L’enquête fut facilitée par l’accessibilité des lieux et la proportion des pièces retrouvées. L’avion était en bon état et tous les systèmes étaient fonctionnels jusqu’au crash. Des reconstitutions ont été réalisées en simulateur de vol avec divers scenarii. Selon la compagnie, ses procédures imposent aux pilotes de tirer sur le manche jusqu’en butée lorsque l’alarme de proximité du sol retentit. Il fut également déterminé que si le copilote avait pris les commandes et réagi à l’alarme, il aurait facilement pu sauver l’avion. Plus grave encore, il fut demandé aux pilotes réalisant la simulation de lâcher les commandes au moment où l’alarme se déclanche. Dans ce cas, l’avion se remet à plat et commence à monter lentement, mais sûrement. Ceci montra deux choses. D’abord, que c’est le commandant de bord qui a écrasé l’avion contre l’eau en poussant sur le manche comme un malade et ne réagissant pas à l’alarme GPWS qui annonçait le crash. Puis, insulte suprême, que parfois il vaut mieux avoir un avion laissé à lui-même qu’entre les mains de certains pilotes.
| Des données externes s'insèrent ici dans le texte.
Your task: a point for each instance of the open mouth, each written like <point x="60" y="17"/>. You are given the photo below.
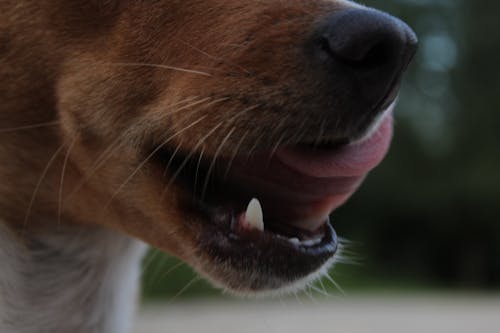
<point x="265" y="217"/>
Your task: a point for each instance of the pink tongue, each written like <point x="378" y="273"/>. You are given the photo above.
<point x="353" y="160"/>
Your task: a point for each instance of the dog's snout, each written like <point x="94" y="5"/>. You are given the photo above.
<point x="367" y="50"/>
<point x="366" y="39"/>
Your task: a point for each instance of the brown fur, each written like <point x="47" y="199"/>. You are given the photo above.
<point x="73" y="67"/>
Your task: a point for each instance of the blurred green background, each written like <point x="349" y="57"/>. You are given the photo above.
<point x="427" y="218"/>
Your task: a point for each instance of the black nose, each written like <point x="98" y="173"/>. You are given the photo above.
<point x="367" y="51"/>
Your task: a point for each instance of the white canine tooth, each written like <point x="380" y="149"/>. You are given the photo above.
<point x="308" y="242"/>
<point x="254" y="216"/>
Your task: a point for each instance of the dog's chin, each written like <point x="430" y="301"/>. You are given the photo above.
<point x="260" y="224"/>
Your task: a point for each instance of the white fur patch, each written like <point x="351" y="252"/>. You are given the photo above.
<point x="77" y="280"/>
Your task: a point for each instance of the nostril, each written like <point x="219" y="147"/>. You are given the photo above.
<point x="367" y="39"/>
<point x="375" y="56"/>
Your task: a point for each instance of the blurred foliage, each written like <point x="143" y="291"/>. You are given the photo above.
<point x="428" y="216"/>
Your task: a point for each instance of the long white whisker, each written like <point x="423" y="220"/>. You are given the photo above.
<point x="39" y="183"/>
<point x="188" y="157"/>
<point x="27" y="127"/>
<point x="61" y="183"/>
<point x="214" y="159"/>
<point x="175" y="68"/>
<point x="335" y="284"/>
<point x="158" y="148"/>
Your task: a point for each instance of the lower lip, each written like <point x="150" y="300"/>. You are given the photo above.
<point x="307" y="185"/>
<point x="349" y="161"/>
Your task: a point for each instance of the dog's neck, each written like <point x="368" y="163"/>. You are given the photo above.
<point x="79" y="281"/>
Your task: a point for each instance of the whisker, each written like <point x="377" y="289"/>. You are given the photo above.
<point x="335" y="284"/>
<point x="28" y="127"/>
<point x="175" y="68"/>
<point x="214" y="159"/>
<point x="235" y="153"/>
<point x="188" y="157"/>
<point x="186" y="287"/>
<point x="214" y="57"/>
<point x="200" y="158"/>
<point x="61" y="183"/>
<point x="39" y="183"/>
<point x="158" y="148"/>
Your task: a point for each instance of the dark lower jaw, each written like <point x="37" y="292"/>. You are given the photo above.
<point x="253" y="263"/>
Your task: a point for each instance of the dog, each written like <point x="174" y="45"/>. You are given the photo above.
<point x="222" y="132"/>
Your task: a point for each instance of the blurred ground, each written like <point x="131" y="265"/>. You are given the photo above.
<point x="387" y="314"/>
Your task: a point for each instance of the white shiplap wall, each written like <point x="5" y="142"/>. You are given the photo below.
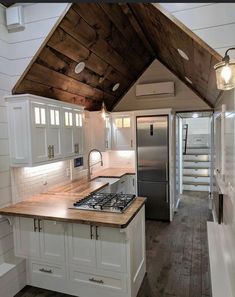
<point x="212" y="22"/>
<point x="16" y="51"/>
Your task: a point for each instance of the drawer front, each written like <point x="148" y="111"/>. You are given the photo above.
<point x="114" y="282"/>
<point x="47" y="270"/>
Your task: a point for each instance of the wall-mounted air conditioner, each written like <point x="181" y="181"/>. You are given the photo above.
<point x="161" y="89"/>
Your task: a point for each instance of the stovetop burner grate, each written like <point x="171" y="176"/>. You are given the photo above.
<point x="110" y="202"/>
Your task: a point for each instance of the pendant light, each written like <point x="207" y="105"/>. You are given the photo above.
<point x="103" y="111"/>
<point x="225" y="72"/>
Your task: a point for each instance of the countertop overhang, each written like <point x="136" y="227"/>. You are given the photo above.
<point x="57" y="202"/>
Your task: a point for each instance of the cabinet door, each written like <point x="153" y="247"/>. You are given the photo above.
<point x="39" y="132"/>
<point x="52" y="241"/>
<point x="122" y="133"/>
<point x="68" y="122"/>
<point x="78" y="133"/>
<point x="27" y="237"/>
<point x="81" y="245"/>
<point x="54" y="132"/>
<point x="111" y="249"/>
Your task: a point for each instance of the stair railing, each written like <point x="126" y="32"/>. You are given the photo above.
<point x="185" y="139"/>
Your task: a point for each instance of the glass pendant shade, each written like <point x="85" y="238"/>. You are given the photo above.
<point x="103" y="111"/>
<point x="225" y="75"/>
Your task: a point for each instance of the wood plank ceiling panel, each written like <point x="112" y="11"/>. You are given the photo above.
<point x="117" y="42"/>
<point x="166" y="34"/>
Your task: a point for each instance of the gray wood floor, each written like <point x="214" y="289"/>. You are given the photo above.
<point x="177" y="254"/>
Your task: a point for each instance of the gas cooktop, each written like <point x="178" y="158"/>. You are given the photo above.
<point x="109" y="202"/>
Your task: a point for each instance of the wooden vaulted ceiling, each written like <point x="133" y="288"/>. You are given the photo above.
<point x="117" y="42"/>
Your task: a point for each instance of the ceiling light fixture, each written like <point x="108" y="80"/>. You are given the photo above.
<point x="225" y="72"/>
<point x="79" y="67"/>
<point x="188" y="80"/>
<point x="182" y="54"/>
<point x="115" y="87"/>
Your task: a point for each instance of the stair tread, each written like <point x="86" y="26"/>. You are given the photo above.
<point x="196" y="175"/>
<point x="198" y="147"/>
<point x="196" y="161"/>
<point x="190" y="167"/>
<point x="196" y="183"/>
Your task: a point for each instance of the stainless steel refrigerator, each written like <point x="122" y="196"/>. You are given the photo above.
<point x="152" y="138"/>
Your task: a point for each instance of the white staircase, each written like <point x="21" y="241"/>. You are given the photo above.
<point x="196" y="169"/>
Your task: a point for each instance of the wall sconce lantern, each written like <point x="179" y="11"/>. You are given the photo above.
<point x="225" y="72"/>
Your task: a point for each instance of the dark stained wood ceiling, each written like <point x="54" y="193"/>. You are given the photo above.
<point x="7" y="3"/>
<point x="117" y="42"/>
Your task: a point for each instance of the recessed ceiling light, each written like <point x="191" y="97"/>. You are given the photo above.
<point x="182" y="54"/>
<point x="79" y="67"/>
<point x="115" y="87"/>
<point x="188" y="80"/>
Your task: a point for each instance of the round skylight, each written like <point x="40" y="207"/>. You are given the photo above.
<point x="80" y="67"/>
<point x="115" y="87"/>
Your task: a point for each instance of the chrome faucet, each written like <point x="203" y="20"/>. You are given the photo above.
<point x="89" y="165"/>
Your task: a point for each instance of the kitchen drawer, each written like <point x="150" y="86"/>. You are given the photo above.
<point x="105" y="281"/>
<point x="47" y="271"/>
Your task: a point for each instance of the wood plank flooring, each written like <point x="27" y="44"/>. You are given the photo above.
<point x="177" y="254"/>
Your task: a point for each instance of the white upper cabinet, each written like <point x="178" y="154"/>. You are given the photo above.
<point x="43" y="130"/>
<point x="123" y="131"/>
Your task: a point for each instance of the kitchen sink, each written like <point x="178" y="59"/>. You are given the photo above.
<point x="109" y="180"/>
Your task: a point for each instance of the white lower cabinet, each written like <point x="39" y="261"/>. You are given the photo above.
<point x="83" y="260"/>
<point x="40" y="239"/>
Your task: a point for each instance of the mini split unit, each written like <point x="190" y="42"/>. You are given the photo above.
<point x="162" y="89"/>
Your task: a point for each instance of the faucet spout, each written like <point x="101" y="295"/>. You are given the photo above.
<point x="89" y="165"/>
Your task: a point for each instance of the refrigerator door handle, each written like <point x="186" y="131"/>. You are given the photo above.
<point x="167" y="197"/>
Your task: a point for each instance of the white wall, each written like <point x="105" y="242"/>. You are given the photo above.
<point x="198" y="125"/>
<point x="185" y="99"/>
<point x="212" y="22"/>
<point x="16" y="51"/>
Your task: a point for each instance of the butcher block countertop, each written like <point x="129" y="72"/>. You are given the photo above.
<point x="113" y="172"/>
<point x="56" y="205"/>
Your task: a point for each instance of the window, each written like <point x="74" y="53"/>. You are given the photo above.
<point x="123" y="122"/>
<point x="68" y="115"/>
<point x="40" y="115"/>
<point x="78" y="119"/>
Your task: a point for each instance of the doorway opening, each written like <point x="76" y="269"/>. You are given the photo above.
<point x="193" y="153"/>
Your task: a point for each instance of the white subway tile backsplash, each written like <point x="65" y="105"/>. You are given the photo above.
<point x="5" y="179"/>
<point x="30" y="181"/>
<point x="5" y="196"/>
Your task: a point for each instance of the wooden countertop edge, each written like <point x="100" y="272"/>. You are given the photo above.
<point x="81" y="221"/>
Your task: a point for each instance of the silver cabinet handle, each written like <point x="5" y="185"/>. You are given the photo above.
<point x="49" y="151"/>
<point x="98" y="281"/>
<point x="35" y="225"/>
<point x="53" y="152"/>
<point x="96" y="233"/>
<point x="45" y="270"/>
<point x="91" y="233"/>
<point x="167" y="198"/>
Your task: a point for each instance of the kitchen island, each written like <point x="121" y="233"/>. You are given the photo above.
<point x="79" y="252"/>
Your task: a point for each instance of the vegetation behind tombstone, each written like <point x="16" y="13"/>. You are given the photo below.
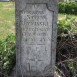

Le commandant de bord, qui se prenait pour le seigneur des pilotes, avait été promu à son poste le 17 juin 2000. Il parti en vacances puis rentra juste à temps pour écraser l’avion qui lui était confié.

Afin de défendre son appareil, Airbus réalisa la même approche sur l’aéroport de Bahreïn avec un vrai A320 cette fois. A bord, avaient pris place divers enquêteurs locaux auxquels s’étaient joints des membres du NTSB et du BEA français. La démonstration se faisant de jour, on demanda plusieurs fois aux passagers de fermer les yeux pour ne se fier qu’à leurs sensations. Diverses expériences furent réalisées et toutes montrèrent que pour s’écraser, il fallait pousser sur le manche afin que l’avion aille en direction de l’eau.

Après ce drame, Gulf Air promis de changer toutes ces procédures afin que ce genre de choses n’arrive plus jamais. Chez Gulf Air tout du moins.